Sono un giornalista professionista dal 1989 e da qualche anno cerco di fare lo scrittore e l’autore a tempo pieno. Mestieri difficili: molto sudore, pochi soldi.
Partorire un’idea, farla crescere nel miglior modo possibile, condurla per mano, assicurarle tutti i comfort possibili, sostentarla, consegnarla infine al suo destino maturo è una fatica immensa. La lettura non è uno sport popolare e gli incassi non permettono stravizi.
Quando si parla di narratori si pensa a caste, a consorterie privilegiate che fanno dell’invenzione un mestiere comodo: “Cosa ci vuole a raccontare una storia? Io ne ho decine di bellissime”. Quante volte mi sono sentito ripetere questa frase da amici o pseudo tali.

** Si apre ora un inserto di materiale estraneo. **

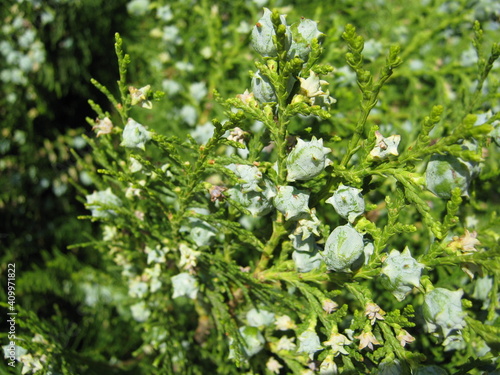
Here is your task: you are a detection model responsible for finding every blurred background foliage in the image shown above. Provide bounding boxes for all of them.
[0,0,500,374]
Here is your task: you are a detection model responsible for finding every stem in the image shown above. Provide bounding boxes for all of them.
[254,212,286,276]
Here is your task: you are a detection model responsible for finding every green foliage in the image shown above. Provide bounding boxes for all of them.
[3,0,500,374]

Ci vuole uno stomaco di ferro per digerire i sorrisini di chi ti giudica senza mai averti letto, mentre tesse le lodi del bestseller del momento, senza ovviamente averlo mai letto.
Ci vuole un etto di fegato in più dell’ordinario per immaginare di catturare ore della vita di un lettore sconosciuto e costringerlo a sorbirsi i tuoi aggettivi.

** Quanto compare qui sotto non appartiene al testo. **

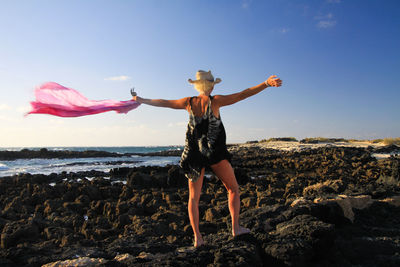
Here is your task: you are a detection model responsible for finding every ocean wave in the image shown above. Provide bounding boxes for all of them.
[0,163,10,171]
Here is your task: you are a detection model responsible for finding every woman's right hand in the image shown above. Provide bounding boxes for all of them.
[265,75,282,87]
[132,95,142,103]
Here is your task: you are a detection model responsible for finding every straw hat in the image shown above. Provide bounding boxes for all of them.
[188,70,221,85]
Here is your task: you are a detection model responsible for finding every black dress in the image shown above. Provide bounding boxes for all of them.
[180,96,232,182]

Ci vuole molta pazienza a vedersi tracciare la via da soloni della politica o da opinionisti dell’ultima ora: il rapporto con la propria città, il contesto sociale, la scuola di pensiero, il genere ibrido, lo stile conservatore o mancino…
Ci vuole un barile di bile per assistere alla lettura distratta di un manoscritto che è ti è costato anni di lavoro.

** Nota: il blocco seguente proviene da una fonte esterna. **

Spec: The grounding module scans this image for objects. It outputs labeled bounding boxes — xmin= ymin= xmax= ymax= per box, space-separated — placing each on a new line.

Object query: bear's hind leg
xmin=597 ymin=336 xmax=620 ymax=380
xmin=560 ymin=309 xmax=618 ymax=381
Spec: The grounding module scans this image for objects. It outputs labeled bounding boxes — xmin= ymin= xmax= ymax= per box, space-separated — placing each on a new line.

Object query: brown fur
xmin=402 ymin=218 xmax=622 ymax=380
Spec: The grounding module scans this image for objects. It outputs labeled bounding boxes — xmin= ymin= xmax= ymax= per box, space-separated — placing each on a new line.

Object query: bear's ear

Ci vuole cuore da condividere anche se si è egoisti, perché una storia non funziona se non rispetta il principio di universalità.
Ci vuole voce per urlare che gli scrittori, tutti, famosi e non, sono esseri vulnerabili pur nel loro egocentrismo: vivono di fantasia, passano notti insonni a inseguire una virgola, cancellano per produrre, producono per illudersi di non essere cancellati come spesso pensano di meritare.
E’ facile buttarla in politica quando si parla di Israele alla Fiera del libro di Torino. E’ facile cedere agli estremismi quando si tratta (come ammoniva Giacomo Cacciatore ieri) di parole e pensieri. Il difficile è fare un passo indietro. E pensare che ogni forma artistica è sofferenza più che godimento, per chi la crea. Le nazioni, le religioni, le alleanze, la lingua sono un mero contenitore.
Ecco, cari polemisti dalla vista corta, discutete del Tetra Pak, ma non boicottate le idee.